Punt and Dennis are a comedy double act consisting of Steve Punt and Hugh Dennis. The duo first met at the Footlights while studying at Cambridge University in the early 1980s. Initially they were an amateur double act performing at various venues in London on the weekends due to Dennis' weekday job commitments, now amateurs with somework on Radio 4, or doing Public Information Films. They have branched into acting and screenwriting.

==Works==

===Radio and television===
Punt and Dennis first appeared on television in Jasper Carrott's shows during the late 1980s. They were two of the four main performers in The Mary Whitehouse Experience, a comedy show on BBC Radio 1 which then transferred to television. While the other two stars of the series, Rob Newman and David Baddiel, became major celebrities — playing to sell-out audiences at Wembley Arena—Punt and Dennis never attained the same level of prominence as a double act. Their own TV series, The Imaginatively Titled Punt & Dennis Show, did not meet the same success as The Mary Whitehouse Experience, but won larger audiences and was given a higher profile than the other pairing's spin-off project Newman and Baddiel in Pieces.

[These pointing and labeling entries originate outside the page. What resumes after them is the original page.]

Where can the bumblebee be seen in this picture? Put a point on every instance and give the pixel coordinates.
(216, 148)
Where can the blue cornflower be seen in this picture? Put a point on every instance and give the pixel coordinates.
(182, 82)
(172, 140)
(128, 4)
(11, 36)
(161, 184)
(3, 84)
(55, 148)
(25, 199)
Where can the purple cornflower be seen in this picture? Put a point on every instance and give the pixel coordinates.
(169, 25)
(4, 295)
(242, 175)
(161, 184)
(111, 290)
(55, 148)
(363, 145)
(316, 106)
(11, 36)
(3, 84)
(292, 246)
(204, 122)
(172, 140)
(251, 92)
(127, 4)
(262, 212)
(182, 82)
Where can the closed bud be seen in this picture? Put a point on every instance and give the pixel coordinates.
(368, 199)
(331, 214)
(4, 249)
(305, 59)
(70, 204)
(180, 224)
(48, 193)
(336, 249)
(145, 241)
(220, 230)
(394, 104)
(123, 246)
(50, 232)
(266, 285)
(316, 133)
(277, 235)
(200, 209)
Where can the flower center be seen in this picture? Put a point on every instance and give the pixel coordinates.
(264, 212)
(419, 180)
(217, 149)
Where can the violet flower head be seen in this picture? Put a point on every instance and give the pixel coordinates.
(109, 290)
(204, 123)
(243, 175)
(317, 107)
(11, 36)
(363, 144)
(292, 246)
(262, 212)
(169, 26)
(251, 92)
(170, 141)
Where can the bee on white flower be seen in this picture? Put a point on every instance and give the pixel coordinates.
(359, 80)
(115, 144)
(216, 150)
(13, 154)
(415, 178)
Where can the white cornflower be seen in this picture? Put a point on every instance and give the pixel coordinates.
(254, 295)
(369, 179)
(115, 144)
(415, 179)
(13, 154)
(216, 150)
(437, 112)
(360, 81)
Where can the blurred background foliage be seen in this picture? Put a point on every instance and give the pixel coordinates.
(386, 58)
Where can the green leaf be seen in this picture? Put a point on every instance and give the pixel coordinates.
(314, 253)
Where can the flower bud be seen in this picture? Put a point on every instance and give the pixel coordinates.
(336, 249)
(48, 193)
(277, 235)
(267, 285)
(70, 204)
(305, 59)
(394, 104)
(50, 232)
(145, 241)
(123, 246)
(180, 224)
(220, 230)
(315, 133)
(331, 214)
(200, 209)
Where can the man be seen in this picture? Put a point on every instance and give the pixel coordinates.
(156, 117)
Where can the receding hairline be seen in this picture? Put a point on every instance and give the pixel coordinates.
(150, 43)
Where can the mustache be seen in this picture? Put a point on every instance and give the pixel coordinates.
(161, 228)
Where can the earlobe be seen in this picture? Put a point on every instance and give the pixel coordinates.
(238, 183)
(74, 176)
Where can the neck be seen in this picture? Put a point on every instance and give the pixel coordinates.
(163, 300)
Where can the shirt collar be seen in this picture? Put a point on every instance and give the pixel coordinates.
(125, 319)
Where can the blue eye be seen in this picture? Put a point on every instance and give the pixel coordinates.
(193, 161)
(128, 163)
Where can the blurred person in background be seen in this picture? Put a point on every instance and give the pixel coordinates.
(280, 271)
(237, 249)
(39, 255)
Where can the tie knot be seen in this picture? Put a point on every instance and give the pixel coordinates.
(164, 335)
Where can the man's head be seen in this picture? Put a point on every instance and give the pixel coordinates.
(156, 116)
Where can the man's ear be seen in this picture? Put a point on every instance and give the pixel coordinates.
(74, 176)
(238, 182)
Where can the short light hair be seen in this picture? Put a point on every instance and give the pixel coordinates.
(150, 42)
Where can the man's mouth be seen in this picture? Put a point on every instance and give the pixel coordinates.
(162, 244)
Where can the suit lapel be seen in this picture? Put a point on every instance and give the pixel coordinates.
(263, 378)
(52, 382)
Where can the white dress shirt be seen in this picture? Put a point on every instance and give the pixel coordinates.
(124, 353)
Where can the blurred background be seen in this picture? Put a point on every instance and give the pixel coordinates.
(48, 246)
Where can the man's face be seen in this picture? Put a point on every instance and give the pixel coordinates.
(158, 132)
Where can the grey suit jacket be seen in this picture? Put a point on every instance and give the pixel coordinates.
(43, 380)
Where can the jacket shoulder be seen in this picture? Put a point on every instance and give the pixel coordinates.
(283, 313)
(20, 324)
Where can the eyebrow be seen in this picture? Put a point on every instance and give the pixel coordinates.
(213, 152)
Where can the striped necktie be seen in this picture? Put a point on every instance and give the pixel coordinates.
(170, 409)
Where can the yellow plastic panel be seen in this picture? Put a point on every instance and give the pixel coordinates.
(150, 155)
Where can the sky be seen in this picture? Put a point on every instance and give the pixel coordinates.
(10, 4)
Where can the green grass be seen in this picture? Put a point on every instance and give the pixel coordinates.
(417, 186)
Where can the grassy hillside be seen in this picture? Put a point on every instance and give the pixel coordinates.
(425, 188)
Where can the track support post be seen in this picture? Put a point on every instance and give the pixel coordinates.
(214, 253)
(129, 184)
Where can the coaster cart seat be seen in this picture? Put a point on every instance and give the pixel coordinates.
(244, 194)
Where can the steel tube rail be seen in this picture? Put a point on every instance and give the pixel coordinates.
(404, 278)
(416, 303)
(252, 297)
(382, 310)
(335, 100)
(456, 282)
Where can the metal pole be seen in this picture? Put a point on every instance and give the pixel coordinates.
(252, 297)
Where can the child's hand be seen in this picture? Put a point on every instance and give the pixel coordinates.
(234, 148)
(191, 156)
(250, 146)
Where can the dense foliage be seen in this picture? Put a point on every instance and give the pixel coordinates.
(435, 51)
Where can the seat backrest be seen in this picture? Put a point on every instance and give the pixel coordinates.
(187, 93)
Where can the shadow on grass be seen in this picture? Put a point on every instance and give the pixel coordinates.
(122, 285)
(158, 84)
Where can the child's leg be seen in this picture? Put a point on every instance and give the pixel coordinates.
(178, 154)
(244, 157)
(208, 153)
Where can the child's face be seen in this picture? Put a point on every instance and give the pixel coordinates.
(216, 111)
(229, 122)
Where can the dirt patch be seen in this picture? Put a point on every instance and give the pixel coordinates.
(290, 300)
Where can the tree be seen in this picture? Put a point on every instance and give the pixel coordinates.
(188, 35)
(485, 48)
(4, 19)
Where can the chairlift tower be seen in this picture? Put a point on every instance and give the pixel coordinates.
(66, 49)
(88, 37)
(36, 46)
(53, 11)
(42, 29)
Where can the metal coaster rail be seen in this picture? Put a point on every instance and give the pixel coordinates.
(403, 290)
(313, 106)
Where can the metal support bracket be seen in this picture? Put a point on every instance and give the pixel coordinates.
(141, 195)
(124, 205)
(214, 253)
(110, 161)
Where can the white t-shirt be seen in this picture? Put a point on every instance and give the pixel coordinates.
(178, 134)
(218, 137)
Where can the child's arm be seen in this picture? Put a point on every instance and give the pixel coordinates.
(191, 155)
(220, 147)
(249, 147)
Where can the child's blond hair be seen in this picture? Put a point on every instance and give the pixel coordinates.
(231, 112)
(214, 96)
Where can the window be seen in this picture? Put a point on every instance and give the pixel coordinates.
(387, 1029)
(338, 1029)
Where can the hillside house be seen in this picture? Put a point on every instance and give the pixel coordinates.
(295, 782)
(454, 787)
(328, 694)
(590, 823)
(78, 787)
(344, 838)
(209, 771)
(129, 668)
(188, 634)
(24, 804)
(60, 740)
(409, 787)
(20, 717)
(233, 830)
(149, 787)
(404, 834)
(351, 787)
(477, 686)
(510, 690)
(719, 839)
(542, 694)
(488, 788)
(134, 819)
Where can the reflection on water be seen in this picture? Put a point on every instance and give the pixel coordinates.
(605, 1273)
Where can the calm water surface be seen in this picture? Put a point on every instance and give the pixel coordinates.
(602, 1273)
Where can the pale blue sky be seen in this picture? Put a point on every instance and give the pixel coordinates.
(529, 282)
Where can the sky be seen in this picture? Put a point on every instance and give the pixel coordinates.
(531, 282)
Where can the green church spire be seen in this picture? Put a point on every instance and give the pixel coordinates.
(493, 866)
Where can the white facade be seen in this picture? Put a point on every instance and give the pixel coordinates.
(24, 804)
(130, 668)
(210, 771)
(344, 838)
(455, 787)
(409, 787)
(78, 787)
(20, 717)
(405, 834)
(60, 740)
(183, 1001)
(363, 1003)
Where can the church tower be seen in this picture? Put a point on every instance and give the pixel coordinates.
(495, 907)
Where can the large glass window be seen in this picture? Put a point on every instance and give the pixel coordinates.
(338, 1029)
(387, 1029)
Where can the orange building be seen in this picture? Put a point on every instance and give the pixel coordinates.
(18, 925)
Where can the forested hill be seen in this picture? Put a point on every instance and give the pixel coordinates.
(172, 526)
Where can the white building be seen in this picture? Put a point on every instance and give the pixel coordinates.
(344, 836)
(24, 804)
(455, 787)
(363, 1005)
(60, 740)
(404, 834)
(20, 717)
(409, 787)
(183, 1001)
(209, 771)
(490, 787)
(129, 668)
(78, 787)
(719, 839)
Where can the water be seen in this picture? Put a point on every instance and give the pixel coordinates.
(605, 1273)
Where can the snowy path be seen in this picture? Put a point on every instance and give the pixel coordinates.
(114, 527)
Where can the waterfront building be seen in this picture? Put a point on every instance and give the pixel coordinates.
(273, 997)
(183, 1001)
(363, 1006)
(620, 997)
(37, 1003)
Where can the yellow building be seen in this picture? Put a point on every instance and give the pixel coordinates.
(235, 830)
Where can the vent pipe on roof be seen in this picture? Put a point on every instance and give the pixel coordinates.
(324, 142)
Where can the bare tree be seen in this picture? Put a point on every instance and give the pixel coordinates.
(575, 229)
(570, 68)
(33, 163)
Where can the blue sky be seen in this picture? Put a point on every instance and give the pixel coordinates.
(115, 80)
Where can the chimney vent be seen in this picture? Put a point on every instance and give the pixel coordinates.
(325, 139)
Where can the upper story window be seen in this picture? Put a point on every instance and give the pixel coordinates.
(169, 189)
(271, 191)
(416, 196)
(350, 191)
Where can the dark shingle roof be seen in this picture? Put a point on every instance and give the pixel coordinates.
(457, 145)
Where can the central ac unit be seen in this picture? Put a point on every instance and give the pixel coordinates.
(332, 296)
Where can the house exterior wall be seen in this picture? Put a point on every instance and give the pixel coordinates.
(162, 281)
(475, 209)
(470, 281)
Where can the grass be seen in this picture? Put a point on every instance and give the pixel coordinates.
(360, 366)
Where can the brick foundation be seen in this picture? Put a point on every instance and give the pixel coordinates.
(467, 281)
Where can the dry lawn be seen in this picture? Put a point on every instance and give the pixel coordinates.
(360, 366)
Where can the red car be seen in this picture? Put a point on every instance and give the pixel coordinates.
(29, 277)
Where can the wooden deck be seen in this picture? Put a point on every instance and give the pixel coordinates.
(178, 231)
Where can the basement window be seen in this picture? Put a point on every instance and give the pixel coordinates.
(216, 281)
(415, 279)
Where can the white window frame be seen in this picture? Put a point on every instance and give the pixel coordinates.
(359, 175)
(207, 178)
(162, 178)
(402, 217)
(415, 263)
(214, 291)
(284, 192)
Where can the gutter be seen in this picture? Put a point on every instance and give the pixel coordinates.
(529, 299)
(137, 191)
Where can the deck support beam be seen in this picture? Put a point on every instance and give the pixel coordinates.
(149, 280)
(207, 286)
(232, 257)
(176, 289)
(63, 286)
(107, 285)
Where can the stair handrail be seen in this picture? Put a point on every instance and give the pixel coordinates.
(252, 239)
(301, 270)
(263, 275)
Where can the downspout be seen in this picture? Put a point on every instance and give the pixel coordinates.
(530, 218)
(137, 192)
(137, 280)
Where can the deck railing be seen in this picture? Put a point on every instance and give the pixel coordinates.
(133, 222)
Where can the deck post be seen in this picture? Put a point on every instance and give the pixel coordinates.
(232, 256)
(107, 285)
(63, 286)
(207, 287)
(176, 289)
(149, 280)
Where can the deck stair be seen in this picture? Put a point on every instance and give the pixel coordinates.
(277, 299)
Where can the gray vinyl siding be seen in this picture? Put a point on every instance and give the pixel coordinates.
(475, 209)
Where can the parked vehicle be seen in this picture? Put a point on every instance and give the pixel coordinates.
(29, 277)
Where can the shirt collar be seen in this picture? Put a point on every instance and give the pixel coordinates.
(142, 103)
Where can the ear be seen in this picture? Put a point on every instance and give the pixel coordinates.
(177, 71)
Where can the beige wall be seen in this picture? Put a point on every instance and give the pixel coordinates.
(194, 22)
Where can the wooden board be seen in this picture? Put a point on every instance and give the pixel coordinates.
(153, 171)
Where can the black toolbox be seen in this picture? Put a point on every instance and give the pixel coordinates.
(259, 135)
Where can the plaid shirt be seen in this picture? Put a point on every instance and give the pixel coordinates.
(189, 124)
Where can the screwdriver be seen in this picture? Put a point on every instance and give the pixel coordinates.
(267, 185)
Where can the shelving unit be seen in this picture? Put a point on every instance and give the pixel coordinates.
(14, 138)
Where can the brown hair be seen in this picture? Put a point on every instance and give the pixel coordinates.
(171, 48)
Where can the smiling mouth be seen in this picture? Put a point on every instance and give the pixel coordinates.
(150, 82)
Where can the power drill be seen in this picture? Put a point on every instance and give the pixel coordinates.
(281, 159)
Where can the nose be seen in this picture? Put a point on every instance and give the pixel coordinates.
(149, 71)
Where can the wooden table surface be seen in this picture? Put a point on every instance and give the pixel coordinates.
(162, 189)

The duo continued to collaborate despite each having forged their own separate careers — Dennis as a panellist and presenter and Punt as a screenwriter. Their more prominent works include long-running radio shows It's Been a Bad Week (BBC Radio 2) and BBC Radio 4 shows The Party Line and The Now Show from 1998 to 2024. They also contribute to the satirical hit panel game Mock the Week. Punt was a programme associate while Dennis was a regular panellist alongside Frankie Boyle and later Chris Addison.

In 2024 the duo presented the comedy series Route Masters - From Beer to Eternity on BBC Radio 4, in which, over ten episodes, they discussed various interconnected trivia on places, people and topics, starting from the village of Beer in the English county of Devon, finally arriving at the series destination of 'Eternity'. Each episode featured a celebrity guest who contributed to the discussion.

===Other===
In 1992 they went on the road themselves and toured the UK with a show called 'Punt And Dennis - The Milky Milky Tour'. The name of the show was inspired by a character called Mr Strange that Hugh Dennis played in The Mary Whitehouse Experience. The Milky Milky tour was filmed live on stage at Bristol's Hippodrome Theatre in 1992 and released on VHS Video.

In 2007 they performed a UK tour of their comedy called Stuff and Nonsense. In 2010 they announced November 2010 preview shows and a new tour for 2011 (that was titled 'They Should Get Out More') which ran from January to March. In 2014 they embarked on a new UK comedy tour called 'Ploughing on Regardless'. In 2024 they toured a new show called Punt and Dennis: We Are Not A Robot.